• March 12, 2018
Ninety-four-year-old Selwyn Village resident Denis Snowden and local volunteer pilot Timothée Duhamel prove cycling has no age limit. Photo: Zoe Madden-Smith
An international cycling campaign is showing Selwyn Village residents that ageing doesn’t have to stop you from exploring the city with the wind in your hair.
Established in Denmark in 2012, Cycling Without Age (CWA) aims to get elderly people who are less physically abled out and about on trishaws. Trishaws are specialised electric bikes that seat two people in the front while a volunteer "pilot" pedals from behind.
More than 30 Selwyn Village residents went for a spin around their community during a bike carnival held at the Point Chevalier retirement home on Sunday.
CWA founder Ole Kassow wanted to use social cycling as a way of minimising the harmful consequences of social isolation many elderly face each day.
Volunteer pilot Timothée Duhamel, 29, says the core purpose is to get community engagement. “Get community members volunteering their time as pilots to spend time with residents who, yeah, may be lonely, who may not see that much of the world outside their home.”

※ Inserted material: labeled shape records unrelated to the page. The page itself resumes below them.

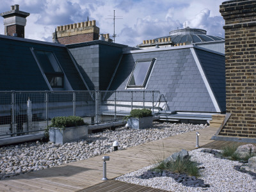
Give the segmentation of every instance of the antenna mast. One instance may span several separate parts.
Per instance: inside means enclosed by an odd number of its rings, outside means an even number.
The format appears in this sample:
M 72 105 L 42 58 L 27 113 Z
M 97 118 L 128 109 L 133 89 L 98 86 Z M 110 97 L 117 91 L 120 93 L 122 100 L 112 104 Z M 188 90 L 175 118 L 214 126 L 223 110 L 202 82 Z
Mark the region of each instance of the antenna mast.
M 113 15 L 108 15 L 108 16 L 110 16 L 110 17 L 113 17 L 113 18 L 107 18 L 106 19 L 113 19 L 114 20 L 114 34 L 113 35 L 113 37 L 114 38 L 114 43 L 115 43 L 115 38 L 117 36 L 116 34 L 115 33 L 115 20 L 116 19 L 123 19 L 123 18 L 118 18 L 118 17 L 121 17 L 123 16 L 116 16 L 115 14 L 115 10 L 114 10 L 114 16 Z

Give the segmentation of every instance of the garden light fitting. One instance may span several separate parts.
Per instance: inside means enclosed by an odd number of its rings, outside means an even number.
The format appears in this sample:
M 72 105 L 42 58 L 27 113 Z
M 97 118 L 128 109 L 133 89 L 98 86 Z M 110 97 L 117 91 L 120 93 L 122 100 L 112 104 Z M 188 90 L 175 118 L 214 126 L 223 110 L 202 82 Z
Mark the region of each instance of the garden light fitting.
M 200 133 L 199 132 L 196 132 L 196 147 L 198 148 L 199 147 L 199 136 L 200 136 Z
M 104 156 L 102 157 L 103 160 L 103 177 L 102 180 L 108 180 L 107 178 L 107 163 L 106 161 L 109 161 L 109 156 Z
M 115 141 L 114 143 L 113 143 L 113 147 L 114 147 L 114 151 L 118 150 L 118 146 L 119 146 L 118 141 Z

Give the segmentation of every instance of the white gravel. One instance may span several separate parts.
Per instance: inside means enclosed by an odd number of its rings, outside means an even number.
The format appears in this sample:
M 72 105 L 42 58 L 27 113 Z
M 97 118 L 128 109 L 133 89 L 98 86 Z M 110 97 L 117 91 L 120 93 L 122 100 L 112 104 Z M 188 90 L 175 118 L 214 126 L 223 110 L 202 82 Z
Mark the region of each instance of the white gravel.
M 126 148 L 206 126 L 154 122 L 154 127 L 149 129 L 121 127 L 115 131 L 106 130 L 89 135 L 86 140 L 63 145 L 37 141 L 3 147 L 0 148 L 0 179 L 110 152 L 115 140 L 120 144 L 120 149 Z
M 191 160 L 200 163 L 201 177 L 210 188 L 186 187 L 178 183 L 172 177 L 159 177 L 149 179 L 141 179 L 136 177 L 141 175 L 153 165 L 131 172 L 116 178 L 116 180 L 145 186 L 164 189 L 171 191 L 256 191 L 256 180 L 248 173 L 236 170 L 234 166 L 242 163 L 213 157 L 213 154 L 201 152 L 202 148 L 189 152 Z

Selwyn Village resident Joan Monkton, 74, had never ridden a bike before and loved the freedom and thrill of it all.
“It just gives you another interest in life when you’re not getting out yourself,” Mrs Monkton says.

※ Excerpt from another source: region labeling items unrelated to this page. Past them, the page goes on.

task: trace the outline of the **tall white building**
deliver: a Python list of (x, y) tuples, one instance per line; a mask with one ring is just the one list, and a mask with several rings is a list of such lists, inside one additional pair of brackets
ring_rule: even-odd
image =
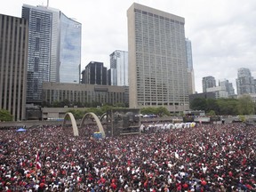
[(255, 93), (255, 81), (249, 68), (238, 68), (236, 79), (237, 95)]
[(128, 86), (128, 52), (116, 50), (110, 54), (111, 85)]
[(23, 4), (28, 20), (27, 103), (42, 102), (43, 82), (79, 83), (81, 24), (48, 6)]
[(130, 108), (188, 109), (184, 18), (136, 3), (127, 17)]
[(191, 41), (186, 38), (187, 68), (189, 94), (196, 93)]

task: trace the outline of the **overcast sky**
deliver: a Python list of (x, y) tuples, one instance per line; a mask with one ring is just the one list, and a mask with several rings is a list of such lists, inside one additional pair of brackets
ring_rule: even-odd
[[(255, 0), (49, 0), (51, 7), (82, 23), (82, 69), (90, 61), (109, 68), (109, 54), (128, 51), (126, 11), (133, 3), (185, 18), (191, 40), (196, 91), (202, 78), (213, 76), (233, 83), (239, 68), (256, 78)], [(46, 5), (47, 0), (5, 0), (0, 13), (21, 17), (23, 4)]]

“It’s a big day out, it gives you something else to think about and sometimes it takes the pain away a little bit as well.”

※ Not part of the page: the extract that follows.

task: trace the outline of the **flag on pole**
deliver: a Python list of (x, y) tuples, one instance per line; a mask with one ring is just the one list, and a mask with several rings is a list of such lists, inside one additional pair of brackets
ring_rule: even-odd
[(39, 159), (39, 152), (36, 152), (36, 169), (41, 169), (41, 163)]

And the effects are serious, says Merryn Gott, 44, author of End of Life Care for Older People and a nursing professor at the University of Auckland.
“There is research to show that loneliness has an equivalent impact on mortality as obesity and smoking. There are also known associations between loneliness and depression, at the most extreme, loneliness can result in suicide,” says Dr Gott.
Generation Zero cycling spokesperson and an Auckland ambassador of CWA Greer Juul Rasmussen, 26, says changes in research around elder care have triggered a push to integrate the village more with the community
The CWA campaign has already pedalled across 37 countries, with more than 10,000 volunteers and 50,000 elderly people reaping the benefits.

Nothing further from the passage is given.